Last week a meeting was held, hosted by the Technology Policy Institute in Washington DC, to hear various presentations and submissions on the increasingly vexed proposal by the C-Band Alliance to restructure 180 MHz of satellite spectrum over the US to help speed the roll-out of 5G.
The meeting was held to review – and perhaps solve the question – “What’s the Answer to the C-Band Conundrum?
Key members of the Alliance made their arguments with Peter Pitsch (the CBA’s Head of Advocacy & Gov’t Relations) telling the meeting that the single most important thing the US government can do to foster widespread and secure adoption of 5G in the US is to make C-band spectrum available to US carriers and their secure vendors as soon as possible. He explained that the Alliance currently had more then two dozen satellites trained onto the US delivering video and data to more than 13,000 receive-only Earth stations.

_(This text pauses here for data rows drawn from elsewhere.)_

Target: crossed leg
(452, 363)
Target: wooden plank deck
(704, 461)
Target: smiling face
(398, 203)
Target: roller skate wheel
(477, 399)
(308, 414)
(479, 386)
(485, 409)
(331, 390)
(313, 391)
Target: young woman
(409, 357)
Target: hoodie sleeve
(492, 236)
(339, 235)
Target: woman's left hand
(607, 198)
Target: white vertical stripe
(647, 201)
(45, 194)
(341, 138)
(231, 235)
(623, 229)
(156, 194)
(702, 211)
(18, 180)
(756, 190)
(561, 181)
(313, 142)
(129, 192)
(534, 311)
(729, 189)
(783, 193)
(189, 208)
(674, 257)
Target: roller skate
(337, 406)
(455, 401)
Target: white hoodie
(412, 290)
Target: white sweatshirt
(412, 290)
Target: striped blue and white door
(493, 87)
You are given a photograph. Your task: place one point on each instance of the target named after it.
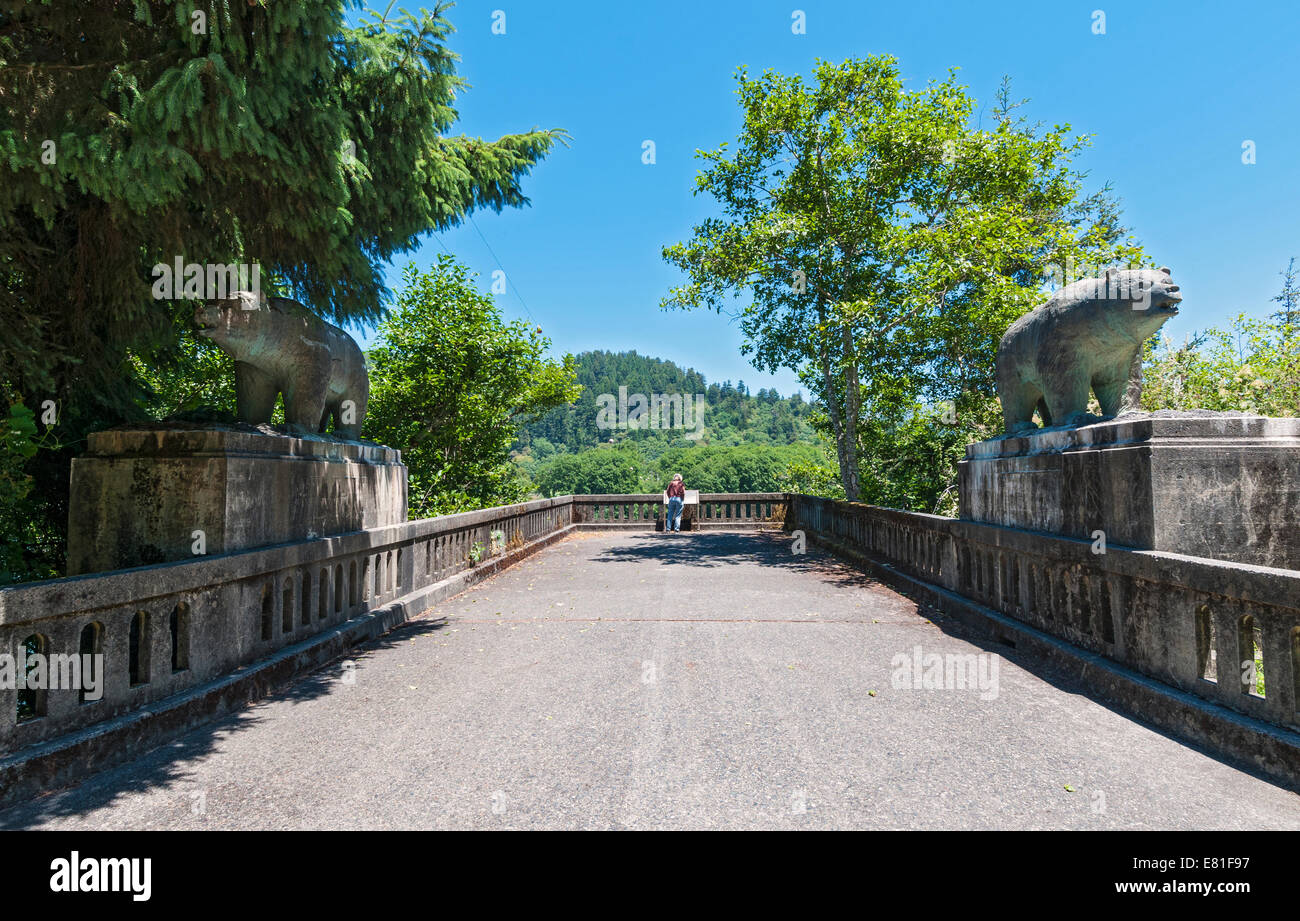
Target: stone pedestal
(139, 494)
(1207, 484)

Pitsch outlined that the CBA’s satellite frequencies are best suited for 5G. “Indeed, China, Korea, Japan and most major European countries have allocated and assigned hundreds of MHz of spectrum in this range for 5G. China Mobile will have deployed 10,000-plus base stations by 2020.”
Analysts from Height Capital, ahead of the meeting, had cautioned that a final FCC order on C-Band was likely to be delayed from mid-2019 (in effect, about now) until September, since an FCC meeting on Aug. 2 might be too close to the end of the public notice comment period. But the analyst still expects the FCC to proceed with a market-based approach to clear the spectrum.